Although I'm not completely sure it was allowed to climb up to the top, there were a number of people who had done so. However, all the entrances were barred up, with only a hole in one of the sets of bars giving access. So I think it was illicit entry. I still went up. Hey, what's good for some should be good for all, I say. At the top the view was really very nice.


Next to the pyramidal structure was the mosque. The walls had fallen down at some point, but it was still a functioning space and I noticed a number of people doing some kind of prayers before the wall facing to Mecca.

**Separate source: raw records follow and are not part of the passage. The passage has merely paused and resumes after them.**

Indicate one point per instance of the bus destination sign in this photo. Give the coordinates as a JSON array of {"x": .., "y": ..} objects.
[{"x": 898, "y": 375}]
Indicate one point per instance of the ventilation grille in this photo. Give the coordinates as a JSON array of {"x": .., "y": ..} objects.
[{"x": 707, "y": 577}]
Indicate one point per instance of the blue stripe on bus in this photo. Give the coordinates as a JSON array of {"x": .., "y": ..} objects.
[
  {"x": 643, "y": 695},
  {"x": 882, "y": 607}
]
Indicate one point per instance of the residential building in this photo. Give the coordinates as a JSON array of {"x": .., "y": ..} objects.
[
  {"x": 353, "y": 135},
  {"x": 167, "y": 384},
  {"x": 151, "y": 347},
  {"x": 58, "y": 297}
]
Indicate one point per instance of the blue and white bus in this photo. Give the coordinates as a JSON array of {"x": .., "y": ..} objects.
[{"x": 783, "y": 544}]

After that little corner had been investigated I headed into the lawn area where there was a large well. This is where I bumped into the two guards/caretakers again. The well had been fenced off with gates, that were closed, at the entrances. But the guards beckoned me forward and opened it up and then invited me in. My heart sank a bit because I was sure this was going to cost me. And I was really getting short on money if I was going to make it to the next day without having to go to a bank again. But they were also so insistent that I couldn't quite figure out a good way to refuse. So I went in. One of them explained to me the reason why it was fenced off. The well is quite deep, 50 meters or something like that. There are no fences keeping people from the edge of the well, and I was told that 3 children had fallen in at some point and drowned in the well. I could understand why it was off-limits. And yet it was also really interesting inside. I liked looking around at the structure of this enormous well.

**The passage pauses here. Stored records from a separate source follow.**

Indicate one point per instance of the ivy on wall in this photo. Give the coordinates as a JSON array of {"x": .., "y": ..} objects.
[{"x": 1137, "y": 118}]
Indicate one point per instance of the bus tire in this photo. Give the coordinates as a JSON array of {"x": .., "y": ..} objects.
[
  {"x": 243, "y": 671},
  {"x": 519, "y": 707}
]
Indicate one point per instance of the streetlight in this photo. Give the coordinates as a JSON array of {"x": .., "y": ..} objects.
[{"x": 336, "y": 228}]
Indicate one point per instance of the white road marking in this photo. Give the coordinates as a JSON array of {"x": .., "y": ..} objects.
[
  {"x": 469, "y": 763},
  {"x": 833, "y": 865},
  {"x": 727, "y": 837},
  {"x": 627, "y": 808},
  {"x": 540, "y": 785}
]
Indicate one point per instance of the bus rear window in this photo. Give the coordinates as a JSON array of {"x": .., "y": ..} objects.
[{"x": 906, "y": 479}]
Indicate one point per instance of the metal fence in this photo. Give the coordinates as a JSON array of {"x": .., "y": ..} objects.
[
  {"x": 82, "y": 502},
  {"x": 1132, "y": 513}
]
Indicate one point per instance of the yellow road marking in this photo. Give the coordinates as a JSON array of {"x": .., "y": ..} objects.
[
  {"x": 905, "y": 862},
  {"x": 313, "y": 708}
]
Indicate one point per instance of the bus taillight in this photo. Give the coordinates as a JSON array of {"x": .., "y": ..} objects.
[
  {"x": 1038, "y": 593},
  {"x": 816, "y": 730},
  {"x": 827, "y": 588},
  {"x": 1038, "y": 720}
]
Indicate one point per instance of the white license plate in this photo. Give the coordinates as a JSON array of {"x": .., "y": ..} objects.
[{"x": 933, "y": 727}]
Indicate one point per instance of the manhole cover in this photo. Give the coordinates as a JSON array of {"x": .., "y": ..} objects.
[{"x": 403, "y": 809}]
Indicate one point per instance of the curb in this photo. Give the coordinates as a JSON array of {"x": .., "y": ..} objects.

After they showed it to me, we left. I started walking towards the entrance, fully intending to not make a big deal of anything. And I was also going to pretend that I had no idea of what might be expected of me, in terms of a monetary thank for being allowed into the well. They never said anything either, and I don't know if it was because they were embarrassed to have to make it clear, whether it was the other couple who wandered into the well after us, who were Indian, and who didn't offer any monetary thank you, or whether they were just being friendly and I had once again been overly suspicious. In any case, I left the citadel without having to pay anything else for the experience. And it made up for the rude treatment at the Jama Masjid mosque. It put a nice little cap on my last day in Delhi and left a good impression of India to leave the country with.

So I went and had my last big meal in India, or Indian food and went back to my hotel to prepare for my flight to Egypt the next day.